参照:http://www.nationalgeographic.co.jp/news/news_article.php?file_id=20120820003&expand#title




( ゚д゚ ) 放射脳が喜びそうな記事だな。
( ̄∀ ̄) 人間が作るエネルギーというのは、大多数が燃料を燃やした熱を冷やす際の運動エネルギーを利用するものだからね。
(`・ω・´) カルノーサイクルで検索すると勉強になるかと。



( ̄∀ ̄) 工業をやる際は、「冷やす物質=温度が低い物質」が絶対に必要になる。
(`・ω・´) なので、アラブなどの石油資源が豊富な国家を見てみると、絶対に近代工業は発展しない。
( ̄∀ ̄) あそこにあるのは石油の精製所があるくらいで、他の大規模工場というのは本質的に作りようがない。
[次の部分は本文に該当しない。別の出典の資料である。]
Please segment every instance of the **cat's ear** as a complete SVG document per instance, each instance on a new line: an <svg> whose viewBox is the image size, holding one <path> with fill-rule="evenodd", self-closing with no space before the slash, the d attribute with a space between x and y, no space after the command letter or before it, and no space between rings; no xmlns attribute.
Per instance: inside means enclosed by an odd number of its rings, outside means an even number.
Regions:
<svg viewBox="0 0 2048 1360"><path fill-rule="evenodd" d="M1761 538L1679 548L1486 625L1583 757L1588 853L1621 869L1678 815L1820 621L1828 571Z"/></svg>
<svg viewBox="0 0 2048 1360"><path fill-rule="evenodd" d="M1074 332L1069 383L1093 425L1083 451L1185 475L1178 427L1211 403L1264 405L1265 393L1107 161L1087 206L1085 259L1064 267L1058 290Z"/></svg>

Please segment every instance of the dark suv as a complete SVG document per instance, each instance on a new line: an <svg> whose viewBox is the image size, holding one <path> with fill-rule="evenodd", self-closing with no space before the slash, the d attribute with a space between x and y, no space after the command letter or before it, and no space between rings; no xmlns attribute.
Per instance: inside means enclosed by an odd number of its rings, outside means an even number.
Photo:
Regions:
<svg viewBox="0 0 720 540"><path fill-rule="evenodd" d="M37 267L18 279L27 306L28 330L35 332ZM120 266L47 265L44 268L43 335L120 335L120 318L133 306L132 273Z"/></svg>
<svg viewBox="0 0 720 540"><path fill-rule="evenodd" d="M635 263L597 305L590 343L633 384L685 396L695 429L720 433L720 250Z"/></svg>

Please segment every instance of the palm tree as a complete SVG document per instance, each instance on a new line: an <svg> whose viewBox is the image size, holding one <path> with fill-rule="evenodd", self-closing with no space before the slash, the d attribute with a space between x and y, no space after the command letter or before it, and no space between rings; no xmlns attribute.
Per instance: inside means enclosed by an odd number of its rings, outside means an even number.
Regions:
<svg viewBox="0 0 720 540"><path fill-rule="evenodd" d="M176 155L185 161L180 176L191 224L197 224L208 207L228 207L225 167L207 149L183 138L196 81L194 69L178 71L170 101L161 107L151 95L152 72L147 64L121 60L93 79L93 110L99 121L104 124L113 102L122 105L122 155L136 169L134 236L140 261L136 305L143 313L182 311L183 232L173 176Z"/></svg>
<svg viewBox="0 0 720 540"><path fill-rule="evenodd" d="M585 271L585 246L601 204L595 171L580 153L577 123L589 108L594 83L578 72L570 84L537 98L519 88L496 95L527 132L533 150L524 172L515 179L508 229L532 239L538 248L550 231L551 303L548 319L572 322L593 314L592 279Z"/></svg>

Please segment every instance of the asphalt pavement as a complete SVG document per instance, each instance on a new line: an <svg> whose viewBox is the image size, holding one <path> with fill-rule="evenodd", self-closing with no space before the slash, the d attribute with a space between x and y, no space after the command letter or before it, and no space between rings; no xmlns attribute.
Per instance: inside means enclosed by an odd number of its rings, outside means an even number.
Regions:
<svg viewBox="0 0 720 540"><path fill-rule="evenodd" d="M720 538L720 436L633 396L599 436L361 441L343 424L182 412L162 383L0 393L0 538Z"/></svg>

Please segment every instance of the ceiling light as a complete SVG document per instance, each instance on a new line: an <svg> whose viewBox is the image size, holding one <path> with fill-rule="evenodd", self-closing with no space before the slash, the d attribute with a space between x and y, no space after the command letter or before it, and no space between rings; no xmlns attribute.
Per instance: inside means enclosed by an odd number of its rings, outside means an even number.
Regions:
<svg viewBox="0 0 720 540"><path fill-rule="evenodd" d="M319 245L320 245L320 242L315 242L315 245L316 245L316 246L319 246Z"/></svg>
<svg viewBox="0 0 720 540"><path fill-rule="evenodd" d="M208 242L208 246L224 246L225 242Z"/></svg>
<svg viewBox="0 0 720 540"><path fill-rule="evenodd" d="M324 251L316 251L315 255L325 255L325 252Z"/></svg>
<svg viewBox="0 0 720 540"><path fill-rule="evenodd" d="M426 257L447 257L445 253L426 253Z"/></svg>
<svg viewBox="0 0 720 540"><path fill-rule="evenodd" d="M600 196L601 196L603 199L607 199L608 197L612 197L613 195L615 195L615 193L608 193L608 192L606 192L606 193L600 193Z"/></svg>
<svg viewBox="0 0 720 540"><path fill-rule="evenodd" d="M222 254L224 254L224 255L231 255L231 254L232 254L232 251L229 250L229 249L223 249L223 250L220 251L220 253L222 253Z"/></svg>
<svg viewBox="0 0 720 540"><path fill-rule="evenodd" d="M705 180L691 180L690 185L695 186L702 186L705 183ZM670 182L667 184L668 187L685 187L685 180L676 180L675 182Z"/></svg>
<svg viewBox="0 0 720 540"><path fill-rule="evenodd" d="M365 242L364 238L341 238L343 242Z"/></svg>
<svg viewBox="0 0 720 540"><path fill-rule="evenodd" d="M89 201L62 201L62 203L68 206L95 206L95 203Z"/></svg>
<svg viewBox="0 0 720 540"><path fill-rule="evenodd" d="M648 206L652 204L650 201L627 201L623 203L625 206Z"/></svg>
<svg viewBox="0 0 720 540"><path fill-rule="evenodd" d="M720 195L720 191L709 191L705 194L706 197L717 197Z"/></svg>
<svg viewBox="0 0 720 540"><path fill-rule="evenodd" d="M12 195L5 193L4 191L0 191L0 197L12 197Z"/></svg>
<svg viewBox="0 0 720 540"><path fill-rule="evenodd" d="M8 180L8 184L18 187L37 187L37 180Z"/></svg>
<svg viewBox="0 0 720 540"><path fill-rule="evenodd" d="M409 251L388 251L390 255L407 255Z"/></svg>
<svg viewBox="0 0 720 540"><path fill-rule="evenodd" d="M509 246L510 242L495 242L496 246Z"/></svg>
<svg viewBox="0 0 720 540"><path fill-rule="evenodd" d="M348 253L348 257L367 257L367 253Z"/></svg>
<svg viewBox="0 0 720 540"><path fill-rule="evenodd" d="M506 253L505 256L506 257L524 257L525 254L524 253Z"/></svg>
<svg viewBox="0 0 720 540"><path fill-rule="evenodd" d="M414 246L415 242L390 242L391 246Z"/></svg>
だいたい、冷却が難しいから電気だって作るのが難しいんだ。
(`・ω・´) 最近は集熱型太陽熱発電装置が実用化されてきてますけどね。広大な土地を持つ砂漠ならではの発電方法ですが、数千度の熱を扱うのでメンテナンスが難しい所です。




(´・ω・`) そして、最近よく取り上げている中国ですが・・・
(つ∀ ̄) 詰んでるねぇ・・・。
(´・ω・`) 産業を近代化させるには水がいるんだけど、急速に産業発展させると水が汚染されます。
( ̄∀ ̄) 上海では水がない。フィルターを3回通しても、工業用水にすら使えないていたらく。
(´・ω・`) 電力確保のために三峡ダムを作って水をせき止めたことも大きいです。



( ̄∀ ̄) するとどうするか? 水が取れる奥地に行くんだよ。
(´・ω・`) そしてその地域の水を使い、また環境破壊をする。
(つ∀ ̄) その一方で足りなくなった水資源を海外から調達する。
(´・ω・`) 穀物価格が上がりますねー。食物って良質な水からとれる資源ですから。



(`・ω・´) 穀物価格についてはまた今度取り上げます。
( ̄∀ ̄)今回はここまで。参考になりましたら下のバナーをクリック応援よろしくなのですよ。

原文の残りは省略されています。